You are the manager of a restaurant for a​ fast-food franchise. Last​ month, the mean waiting time at the​ drive-through window for branches in your geographical​ region, as measured from the time a customer places an order until the time the customer receives the​ order, was 3.9 minutes. You select a random sample of 64 orders. The sample mean waiting time is 4.03 ​minutes, with a sample standard deviation of 0.8 minutes. Complete parts​ (a) and​ (b) below.

a. Determine the test statistic.(two decimal places)
b. Find the​ p-value.(three decimal places)
c. What is the conclusion?

Answer 1

(a) The test statistics is 1.30.

(b) The P-value is 0.198.

(c) We conclude that the mean waiting time was equal to 3.9 minutes.

Explanation:

We are given that the mean waiting time at the​ drive-through window for branches in your geographical​ region, as measured from the time a customer places an order until the time the customer receives the​ order, was 3.9 minutes.

You select a random sample of 64 orders. The sample mean waiting time is 4.03 ​minutes, with a sample standard deviation of 0.8 minutes.

Let
`\mu` = mean waiting time at the​ drive-through window for branches in your geographical​ region.

So, Null Hypothesis,
`H_0` :
`\mu` = 3.9 minutes {means that the mean waiting time was equal to 3.9 minutes}

Alternate Hypothesis,
`H_A` :
`\mu\\eq` 3.9 minutes {means that the mean waiting time was different from 3.9 minutes}

The test statistics that would be used here One-sample t test statistics as we don't know about the population standard deviation;

T.S. =
`(\bar X-\mu)/((s)/(√(n) ) )` ~
`t_n_-_1`

where,
`\bar X` = sample mean waiting time = 4.03 minutes

s = sample standard deviation = 0.8 minutes

n = sample of orders = 64

So, test statistics =
`(4.03-3.9)/((0.8)/(√(64) ) )` ~
`t_6_3`

= 1.30

(a) The value of t test statistics is 1.30.

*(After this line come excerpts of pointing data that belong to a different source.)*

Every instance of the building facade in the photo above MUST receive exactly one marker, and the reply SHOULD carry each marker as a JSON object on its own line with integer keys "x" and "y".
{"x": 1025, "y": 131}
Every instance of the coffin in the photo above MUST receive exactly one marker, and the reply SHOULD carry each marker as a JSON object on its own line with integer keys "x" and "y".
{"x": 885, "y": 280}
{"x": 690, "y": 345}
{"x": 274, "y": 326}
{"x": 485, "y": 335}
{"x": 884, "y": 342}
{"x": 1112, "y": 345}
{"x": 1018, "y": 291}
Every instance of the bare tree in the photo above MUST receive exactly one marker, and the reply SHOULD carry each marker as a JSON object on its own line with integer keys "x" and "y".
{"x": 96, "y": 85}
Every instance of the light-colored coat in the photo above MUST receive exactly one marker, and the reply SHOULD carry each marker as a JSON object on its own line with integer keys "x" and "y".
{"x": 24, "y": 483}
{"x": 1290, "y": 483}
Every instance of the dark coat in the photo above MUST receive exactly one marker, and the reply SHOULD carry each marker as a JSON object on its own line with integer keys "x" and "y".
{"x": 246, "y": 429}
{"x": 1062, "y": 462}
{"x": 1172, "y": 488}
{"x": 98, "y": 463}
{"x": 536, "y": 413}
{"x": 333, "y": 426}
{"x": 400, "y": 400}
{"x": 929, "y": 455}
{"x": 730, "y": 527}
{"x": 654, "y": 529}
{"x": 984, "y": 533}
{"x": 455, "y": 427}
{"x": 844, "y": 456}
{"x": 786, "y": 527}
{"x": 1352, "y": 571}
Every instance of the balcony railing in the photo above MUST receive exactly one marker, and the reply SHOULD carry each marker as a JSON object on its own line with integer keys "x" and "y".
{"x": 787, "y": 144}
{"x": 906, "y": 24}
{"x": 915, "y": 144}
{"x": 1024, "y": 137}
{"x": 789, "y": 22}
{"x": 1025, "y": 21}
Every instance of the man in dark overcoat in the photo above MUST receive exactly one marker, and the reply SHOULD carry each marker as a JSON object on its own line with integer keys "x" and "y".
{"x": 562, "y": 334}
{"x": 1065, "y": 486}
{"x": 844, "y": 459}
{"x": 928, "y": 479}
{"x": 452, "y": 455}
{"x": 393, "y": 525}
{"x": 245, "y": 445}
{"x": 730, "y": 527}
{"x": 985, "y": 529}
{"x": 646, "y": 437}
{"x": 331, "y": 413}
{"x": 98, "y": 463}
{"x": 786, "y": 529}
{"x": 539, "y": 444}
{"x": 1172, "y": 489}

(b) The P-value of the test statistics is given by;

P-value = P(
`t_6_3` > 1.30) = 0.099

For two tailed test, p-value is calculated as = 0.099
`*` 2 = 0.198

(c) Since, in the question we are not given with the level of significance so we assume it to be 5%.

Now, P-value of the test statistics is more than the level of significance as 0.198 > 0.05, so we have insufficient evidence to reject our null hypothesis.

Therefore, we conclude that the mean waiting time was equal to 3.9 minutes.